Condamne SAMSIC pour harcèlement moral envers une salariée ayant réclamé le versement de sa prime annuelle.

Cour d’appel de Rouen, Chambre sociale, 10 novembre 2022, 20/01278

Confirme le jugement des prudhommes condamnant SAMSIC pour manquement à son obligation de sécurité et résultat, envers une salariée ayant subi un accident du travail.
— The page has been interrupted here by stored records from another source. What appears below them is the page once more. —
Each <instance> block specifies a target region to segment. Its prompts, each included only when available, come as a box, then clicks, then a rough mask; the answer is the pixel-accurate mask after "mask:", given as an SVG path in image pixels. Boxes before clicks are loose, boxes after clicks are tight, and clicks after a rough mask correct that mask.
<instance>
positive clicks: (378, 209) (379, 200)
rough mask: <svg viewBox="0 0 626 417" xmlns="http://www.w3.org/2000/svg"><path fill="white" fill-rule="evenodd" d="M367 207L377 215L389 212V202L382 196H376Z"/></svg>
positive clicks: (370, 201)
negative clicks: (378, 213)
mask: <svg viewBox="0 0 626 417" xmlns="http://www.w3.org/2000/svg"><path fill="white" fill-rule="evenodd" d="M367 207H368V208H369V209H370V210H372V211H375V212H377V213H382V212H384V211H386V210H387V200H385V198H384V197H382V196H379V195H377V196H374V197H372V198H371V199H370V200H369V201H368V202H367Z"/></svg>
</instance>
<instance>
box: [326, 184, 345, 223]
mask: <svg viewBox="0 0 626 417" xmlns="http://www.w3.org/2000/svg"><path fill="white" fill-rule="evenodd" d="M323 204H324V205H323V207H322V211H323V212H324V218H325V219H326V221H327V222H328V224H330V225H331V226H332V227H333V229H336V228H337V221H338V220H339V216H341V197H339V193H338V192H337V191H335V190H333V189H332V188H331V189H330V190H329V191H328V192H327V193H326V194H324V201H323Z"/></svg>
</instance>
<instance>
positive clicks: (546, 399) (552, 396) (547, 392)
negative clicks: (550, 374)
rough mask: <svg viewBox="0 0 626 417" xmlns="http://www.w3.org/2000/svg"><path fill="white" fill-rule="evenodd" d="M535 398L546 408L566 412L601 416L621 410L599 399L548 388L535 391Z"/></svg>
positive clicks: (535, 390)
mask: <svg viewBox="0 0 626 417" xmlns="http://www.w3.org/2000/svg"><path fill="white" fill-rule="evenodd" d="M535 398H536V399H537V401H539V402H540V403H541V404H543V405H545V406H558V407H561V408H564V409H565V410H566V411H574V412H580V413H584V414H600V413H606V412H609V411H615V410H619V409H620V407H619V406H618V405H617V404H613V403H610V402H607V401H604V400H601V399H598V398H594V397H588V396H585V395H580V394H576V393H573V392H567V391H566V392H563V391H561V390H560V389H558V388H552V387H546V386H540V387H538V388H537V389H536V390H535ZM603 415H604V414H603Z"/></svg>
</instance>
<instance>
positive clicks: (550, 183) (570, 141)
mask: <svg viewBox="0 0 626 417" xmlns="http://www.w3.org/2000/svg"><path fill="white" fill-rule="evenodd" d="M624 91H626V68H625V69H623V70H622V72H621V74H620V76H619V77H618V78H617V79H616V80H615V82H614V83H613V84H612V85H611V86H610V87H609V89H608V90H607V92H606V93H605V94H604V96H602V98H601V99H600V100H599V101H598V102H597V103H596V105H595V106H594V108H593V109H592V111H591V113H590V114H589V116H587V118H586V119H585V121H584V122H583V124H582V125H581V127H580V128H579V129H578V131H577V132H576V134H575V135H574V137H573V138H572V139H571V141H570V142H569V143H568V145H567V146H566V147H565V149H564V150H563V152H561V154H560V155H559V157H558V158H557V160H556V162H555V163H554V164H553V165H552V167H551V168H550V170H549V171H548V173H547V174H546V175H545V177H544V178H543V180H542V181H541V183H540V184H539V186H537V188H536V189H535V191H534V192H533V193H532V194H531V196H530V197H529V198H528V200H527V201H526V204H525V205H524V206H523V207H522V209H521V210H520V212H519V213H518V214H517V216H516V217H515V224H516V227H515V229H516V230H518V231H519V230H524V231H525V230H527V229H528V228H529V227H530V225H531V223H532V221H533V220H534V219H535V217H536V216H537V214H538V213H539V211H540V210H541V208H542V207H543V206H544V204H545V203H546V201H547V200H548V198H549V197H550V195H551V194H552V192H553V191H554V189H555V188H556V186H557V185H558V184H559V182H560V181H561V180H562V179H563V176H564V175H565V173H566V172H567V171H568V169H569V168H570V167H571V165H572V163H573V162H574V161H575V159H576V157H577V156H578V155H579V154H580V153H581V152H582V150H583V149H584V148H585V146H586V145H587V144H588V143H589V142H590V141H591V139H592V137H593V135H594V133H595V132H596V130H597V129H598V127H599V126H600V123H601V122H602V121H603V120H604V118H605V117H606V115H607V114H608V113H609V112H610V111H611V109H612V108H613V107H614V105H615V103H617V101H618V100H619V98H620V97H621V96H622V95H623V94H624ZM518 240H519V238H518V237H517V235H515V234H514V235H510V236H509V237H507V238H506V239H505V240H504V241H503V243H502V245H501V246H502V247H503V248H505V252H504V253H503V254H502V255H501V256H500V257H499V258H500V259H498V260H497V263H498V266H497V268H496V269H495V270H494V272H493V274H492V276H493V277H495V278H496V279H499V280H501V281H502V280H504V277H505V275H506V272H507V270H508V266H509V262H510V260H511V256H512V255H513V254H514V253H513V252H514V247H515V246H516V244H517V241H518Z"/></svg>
L’entreprise Ternett ayant pris la suite de SAMSIC pour la sous-traitance du même site, est condamnée pour licenciement sans cause réelle et sérieuse de la même salariée.

Cour d’appel de Colmar, Chambre 4, 16 septembre 2022, 21/00838

Ce procès, dans lequel la cour ne retient pas la qualification de harcèlement moral, montre néanmoins qu’une salariée de SAMSIC ayant refusé d’établir des attestations à l’encontre de ses collègues dans le cadre d’une procédure aux prudhommes, a conséquemment reçu des pressions, des courriers accusatoires de son employeur, puis subi un changement d’horaires et une mutation imposés.

ANNEXE 2 - Articles de presse et communiqués syndicaux concernant SAMSIC :

Article du Progrès, mars 2022. C’est la troisième fois, en quelques mois, que ces salariées de Samsic Santé et Propreté se mobilisent pour réclamer une amélioration de leurs conditions de travail et un « arrêt immédiat des pressions exercées par leur hiérarchie ».

Article de Révolution Permanente, juin 2023. « [...] ils voulaient changer les plannings aussi en réorganisant les jours de repos, l’amplitude de travail avec des vacations allant jusqu’à 9 heures au lieu de 8 heures, les pauses rémunérées, etc. Tout ça avec l’argument que la direction ne pouvait assumer vu que le montant du contrat signé avec Air France était trop bas. »

Article de l’Est Républicain, juin 2020. Une cadre de SAMSIC à Nancy, humiliée par ses supérieurs devant ses collègues, obtient 120.000 euros d’indemnisation pour harcèlement moral.